Trump to meet with NRA over 'no fly, no buy' gun legislation

By Eric DuVall  |  Updated June 15, 2016 at 3:03 PM
share with facebook
share with twitter
| License Photo

WASHINGTON, June 15 (UPI) -- Presumptive Republican presidential nominee Donald Trump said he would talk to the National Rifle Association about legislation that would prohibit people listed on the no-fly list from buying guns.

The announcement comes as lawmakers from both parties debate what legislative options exist in the wake of the nation's deadliest mass shooting, at a gay Orlando nightclub where 49 people were killed on Sunday.

Trump's statement, made on Twitter, is a reversal from his responses to previous mass shootings, when he said he opposed any new gun control measures as a response.

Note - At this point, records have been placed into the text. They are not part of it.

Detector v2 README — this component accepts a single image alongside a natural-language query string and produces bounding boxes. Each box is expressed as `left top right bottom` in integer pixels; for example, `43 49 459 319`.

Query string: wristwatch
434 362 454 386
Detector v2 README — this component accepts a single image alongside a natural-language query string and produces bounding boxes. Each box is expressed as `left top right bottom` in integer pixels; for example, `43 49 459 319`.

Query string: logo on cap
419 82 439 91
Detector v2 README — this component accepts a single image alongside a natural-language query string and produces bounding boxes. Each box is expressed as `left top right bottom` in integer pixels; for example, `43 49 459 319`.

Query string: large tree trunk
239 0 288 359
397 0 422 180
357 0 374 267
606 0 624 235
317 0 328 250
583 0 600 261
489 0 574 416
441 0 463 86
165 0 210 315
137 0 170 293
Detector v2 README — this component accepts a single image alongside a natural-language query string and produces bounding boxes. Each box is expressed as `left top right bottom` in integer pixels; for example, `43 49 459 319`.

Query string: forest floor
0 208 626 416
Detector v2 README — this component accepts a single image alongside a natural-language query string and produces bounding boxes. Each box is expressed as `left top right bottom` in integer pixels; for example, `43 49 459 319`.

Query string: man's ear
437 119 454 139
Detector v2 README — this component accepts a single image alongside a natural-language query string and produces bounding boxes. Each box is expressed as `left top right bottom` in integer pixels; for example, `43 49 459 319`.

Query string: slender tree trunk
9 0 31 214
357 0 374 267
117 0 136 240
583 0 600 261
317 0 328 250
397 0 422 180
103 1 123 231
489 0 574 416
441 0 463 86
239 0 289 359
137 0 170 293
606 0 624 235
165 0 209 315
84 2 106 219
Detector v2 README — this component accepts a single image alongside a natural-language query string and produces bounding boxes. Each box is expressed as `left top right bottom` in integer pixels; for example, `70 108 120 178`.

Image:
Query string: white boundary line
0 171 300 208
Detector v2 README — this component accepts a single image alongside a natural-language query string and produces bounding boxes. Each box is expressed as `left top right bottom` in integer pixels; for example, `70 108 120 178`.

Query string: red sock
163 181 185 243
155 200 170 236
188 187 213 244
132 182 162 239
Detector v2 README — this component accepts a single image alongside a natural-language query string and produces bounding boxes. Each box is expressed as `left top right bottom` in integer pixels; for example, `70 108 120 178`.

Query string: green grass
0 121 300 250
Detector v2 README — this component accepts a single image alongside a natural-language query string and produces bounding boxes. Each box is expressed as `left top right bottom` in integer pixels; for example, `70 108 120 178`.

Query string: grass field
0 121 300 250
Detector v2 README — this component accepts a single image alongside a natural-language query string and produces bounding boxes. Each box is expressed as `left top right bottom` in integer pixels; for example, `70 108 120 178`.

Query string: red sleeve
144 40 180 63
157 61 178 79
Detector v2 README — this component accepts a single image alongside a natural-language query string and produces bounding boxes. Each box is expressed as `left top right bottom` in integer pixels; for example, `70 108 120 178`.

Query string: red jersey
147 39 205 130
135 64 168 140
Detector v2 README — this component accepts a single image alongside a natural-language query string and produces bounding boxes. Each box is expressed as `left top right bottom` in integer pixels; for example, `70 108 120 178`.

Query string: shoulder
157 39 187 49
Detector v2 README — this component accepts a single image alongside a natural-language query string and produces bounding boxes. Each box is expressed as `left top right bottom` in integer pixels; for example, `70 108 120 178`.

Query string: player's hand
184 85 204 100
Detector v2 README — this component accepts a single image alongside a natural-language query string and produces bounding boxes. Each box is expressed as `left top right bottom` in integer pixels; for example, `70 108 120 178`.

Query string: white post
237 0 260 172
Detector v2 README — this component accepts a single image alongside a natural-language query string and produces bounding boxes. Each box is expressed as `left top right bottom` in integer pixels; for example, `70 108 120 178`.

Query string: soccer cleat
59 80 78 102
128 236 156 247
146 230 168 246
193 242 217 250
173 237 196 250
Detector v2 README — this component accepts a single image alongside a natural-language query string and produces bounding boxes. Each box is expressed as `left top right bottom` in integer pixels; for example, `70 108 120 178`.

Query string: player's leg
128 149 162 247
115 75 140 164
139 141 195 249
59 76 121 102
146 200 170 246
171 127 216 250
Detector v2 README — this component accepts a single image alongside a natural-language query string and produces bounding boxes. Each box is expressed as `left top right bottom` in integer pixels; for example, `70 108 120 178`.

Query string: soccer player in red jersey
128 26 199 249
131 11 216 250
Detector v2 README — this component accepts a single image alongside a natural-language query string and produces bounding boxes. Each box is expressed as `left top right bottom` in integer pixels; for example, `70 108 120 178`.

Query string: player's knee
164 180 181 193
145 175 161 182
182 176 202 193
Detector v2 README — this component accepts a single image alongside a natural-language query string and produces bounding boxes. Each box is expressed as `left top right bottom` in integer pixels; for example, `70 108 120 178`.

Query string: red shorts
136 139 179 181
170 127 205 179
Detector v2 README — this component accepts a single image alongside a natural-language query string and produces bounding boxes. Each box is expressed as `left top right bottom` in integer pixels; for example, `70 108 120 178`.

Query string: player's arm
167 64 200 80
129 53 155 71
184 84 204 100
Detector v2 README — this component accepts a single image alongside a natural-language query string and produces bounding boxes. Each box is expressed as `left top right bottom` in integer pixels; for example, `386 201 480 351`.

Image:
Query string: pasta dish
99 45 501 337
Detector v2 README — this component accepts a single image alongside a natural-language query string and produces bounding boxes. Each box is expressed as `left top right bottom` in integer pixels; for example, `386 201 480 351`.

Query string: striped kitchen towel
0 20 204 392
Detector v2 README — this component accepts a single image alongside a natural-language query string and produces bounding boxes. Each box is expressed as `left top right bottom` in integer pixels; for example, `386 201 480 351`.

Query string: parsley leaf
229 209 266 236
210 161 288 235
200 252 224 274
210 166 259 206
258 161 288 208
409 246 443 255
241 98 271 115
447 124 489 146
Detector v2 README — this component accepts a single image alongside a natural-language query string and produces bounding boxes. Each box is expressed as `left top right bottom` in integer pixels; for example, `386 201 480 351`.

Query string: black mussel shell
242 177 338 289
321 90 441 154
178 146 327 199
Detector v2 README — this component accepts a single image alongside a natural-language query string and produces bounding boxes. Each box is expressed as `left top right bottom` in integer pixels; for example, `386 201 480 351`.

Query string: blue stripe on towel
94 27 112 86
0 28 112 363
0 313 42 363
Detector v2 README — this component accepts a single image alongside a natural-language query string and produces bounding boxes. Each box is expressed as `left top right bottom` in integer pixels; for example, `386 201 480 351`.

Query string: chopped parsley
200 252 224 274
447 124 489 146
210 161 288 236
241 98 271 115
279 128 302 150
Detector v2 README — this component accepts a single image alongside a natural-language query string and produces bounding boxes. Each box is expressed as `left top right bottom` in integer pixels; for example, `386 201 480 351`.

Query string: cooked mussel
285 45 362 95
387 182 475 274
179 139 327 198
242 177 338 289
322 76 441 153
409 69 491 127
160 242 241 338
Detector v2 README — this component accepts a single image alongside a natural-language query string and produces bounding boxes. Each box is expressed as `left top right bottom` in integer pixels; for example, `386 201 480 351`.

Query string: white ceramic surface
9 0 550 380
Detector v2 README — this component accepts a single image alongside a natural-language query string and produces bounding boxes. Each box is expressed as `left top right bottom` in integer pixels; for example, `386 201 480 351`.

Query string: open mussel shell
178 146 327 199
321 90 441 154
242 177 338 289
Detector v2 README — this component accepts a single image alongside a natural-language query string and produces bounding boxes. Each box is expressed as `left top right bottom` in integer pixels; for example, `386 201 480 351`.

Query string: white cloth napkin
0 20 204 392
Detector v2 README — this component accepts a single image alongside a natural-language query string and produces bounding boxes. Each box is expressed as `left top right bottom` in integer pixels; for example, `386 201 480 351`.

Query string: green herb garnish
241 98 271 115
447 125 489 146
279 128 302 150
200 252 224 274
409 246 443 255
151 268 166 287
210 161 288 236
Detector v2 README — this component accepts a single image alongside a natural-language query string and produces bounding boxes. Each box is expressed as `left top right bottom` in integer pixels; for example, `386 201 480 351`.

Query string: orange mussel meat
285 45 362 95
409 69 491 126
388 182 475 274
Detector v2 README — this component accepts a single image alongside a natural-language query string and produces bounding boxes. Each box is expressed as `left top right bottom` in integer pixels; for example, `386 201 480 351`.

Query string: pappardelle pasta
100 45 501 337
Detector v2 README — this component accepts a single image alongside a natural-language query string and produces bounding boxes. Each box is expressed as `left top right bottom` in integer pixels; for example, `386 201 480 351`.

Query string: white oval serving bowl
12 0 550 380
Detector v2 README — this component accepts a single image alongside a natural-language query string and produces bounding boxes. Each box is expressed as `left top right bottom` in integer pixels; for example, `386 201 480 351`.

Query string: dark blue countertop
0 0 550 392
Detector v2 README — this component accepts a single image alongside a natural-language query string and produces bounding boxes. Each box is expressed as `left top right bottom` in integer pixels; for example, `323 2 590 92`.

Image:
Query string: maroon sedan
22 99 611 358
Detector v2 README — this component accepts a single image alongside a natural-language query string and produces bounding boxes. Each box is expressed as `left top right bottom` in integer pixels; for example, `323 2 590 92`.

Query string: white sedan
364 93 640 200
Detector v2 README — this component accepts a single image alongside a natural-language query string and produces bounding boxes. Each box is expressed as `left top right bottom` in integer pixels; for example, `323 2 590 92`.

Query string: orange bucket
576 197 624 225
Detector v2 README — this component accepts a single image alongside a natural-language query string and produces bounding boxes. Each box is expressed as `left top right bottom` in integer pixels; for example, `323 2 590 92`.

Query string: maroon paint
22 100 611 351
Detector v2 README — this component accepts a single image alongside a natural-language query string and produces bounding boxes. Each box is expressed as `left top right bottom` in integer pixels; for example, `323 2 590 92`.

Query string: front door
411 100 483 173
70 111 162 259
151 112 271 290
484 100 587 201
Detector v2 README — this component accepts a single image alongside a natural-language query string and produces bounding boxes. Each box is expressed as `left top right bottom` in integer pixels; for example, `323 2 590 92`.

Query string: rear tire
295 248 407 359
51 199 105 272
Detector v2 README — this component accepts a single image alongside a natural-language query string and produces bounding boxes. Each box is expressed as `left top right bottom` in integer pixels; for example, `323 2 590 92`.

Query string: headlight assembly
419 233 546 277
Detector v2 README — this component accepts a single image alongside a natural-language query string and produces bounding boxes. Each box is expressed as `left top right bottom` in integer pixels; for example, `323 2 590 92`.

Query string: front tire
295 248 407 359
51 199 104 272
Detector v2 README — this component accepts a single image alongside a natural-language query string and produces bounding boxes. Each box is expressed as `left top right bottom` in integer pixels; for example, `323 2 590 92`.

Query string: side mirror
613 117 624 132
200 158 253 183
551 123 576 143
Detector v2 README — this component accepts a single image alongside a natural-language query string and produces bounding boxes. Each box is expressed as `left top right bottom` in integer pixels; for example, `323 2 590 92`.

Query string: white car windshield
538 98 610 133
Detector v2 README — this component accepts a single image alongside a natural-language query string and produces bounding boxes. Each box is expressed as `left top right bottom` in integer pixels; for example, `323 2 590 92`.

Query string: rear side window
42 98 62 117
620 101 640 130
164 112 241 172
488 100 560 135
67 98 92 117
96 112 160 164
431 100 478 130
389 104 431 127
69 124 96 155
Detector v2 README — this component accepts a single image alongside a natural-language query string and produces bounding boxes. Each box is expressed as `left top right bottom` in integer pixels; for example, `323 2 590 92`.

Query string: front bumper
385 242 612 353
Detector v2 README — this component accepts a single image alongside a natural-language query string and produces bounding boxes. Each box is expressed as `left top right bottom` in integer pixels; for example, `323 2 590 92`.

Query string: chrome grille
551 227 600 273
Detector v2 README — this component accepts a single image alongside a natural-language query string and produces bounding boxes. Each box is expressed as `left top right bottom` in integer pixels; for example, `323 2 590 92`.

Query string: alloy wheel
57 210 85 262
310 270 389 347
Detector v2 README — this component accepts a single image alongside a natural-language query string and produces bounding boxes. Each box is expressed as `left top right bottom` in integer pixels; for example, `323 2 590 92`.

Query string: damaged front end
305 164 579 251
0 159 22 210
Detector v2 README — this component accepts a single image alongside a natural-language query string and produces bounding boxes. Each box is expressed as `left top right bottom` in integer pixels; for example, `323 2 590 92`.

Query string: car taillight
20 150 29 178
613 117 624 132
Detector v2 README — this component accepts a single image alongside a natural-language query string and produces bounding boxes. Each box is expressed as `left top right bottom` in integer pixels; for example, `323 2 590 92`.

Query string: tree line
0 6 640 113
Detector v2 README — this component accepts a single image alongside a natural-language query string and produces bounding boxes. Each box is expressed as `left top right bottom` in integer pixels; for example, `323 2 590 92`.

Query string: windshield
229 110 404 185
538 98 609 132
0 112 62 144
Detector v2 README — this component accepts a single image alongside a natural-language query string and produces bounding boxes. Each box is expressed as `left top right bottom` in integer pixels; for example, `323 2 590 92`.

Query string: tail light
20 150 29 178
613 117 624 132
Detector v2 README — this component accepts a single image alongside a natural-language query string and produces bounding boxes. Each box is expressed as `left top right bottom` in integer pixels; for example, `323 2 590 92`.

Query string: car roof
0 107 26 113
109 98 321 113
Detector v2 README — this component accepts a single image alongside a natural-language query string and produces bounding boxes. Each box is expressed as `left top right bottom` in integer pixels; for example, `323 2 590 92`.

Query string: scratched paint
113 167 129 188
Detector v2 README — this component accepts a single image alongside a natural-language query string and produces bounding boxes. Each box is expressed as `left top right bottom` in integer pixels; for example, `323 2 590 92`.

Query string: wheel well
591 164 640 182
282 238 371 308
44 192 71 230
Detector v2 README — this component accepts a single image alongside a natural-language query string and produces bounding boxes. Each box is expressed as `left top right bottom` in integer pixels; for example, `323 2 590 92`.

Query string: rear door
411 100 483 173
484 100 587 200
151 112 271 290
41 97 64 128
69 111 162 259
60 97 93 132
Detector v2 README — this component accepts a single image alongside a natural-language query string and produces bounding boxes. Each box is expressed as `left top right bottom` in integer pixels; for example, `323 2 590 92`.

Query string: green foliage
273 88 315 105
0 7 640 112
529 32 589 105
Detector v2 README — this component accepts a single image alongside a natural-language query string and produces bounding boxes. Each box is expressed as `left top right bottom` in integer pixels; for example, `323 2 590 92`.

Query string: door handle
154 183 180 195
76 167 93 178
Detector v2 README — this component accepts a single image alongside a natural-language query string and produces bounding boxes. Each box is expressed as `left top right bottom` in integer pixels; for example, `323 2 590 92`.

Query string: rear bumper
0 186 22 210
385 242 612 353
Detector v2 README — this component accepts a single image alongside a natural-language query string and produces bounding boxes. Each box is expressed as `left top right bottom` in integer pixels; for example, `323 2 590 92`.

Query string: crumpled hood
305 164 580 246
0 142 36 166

"I will be meeting with the NRA, who has endorsed me, about not allowing people on the terrorist watch list, or the no fly list, to buy guns," Trump tweeted Wednesday morning.

The NRA responded later Wednesday, saying in a tweet the group would be "happy" to meet with Trump, but that its position would not change.

The NRA expanded on the tweet with a statement, saying it opposes allowing terrorists to buy guns, but also opposes the government's use of a terror watch list to do so, because the watch list may contain people's names in error, who would then not be allowed to buy a gun.

Democrats on Capitol Hill have called for the passage of "no fly, no buy" legislation. House Minority Leader Nancy Pelosi called it "the least we can do."

Meanwhile, Majority Leader Kevin McCarthy, R-Calif., said he was in discussions with Senate leaders to determine which of a group of nine anti-terrorism bills previously proposed would stand a chance of passing both chambers.

McCarthy said legislation aimed at rooting out potential self-radicalized lone wolf-style attackers would take top priority.

The Orlando nightclub shooter, Omar Mateen, told police he was acting on behalf of the Islamic State. Mateen's father said another motive was also possible, that Mateen was homophobic. Yet other reports indicated the shooter may have been gay himself, and had patronized Pulse nightclub previously, while also reaching out to other men on gay dating apps.

The House legislation under consideration, according to Roll Call, would enhance funding for terror centers analyzing internal terror threats and centralize the process of issuing terror threat warnings at the Department of Homeland Security.

House Rules Committee Chairman Rep. Pete Sessions, R-Texas, said the leadership was considering whether to allow a vote on the House floor on whether to close the no-fly and terror watch list gun loophole.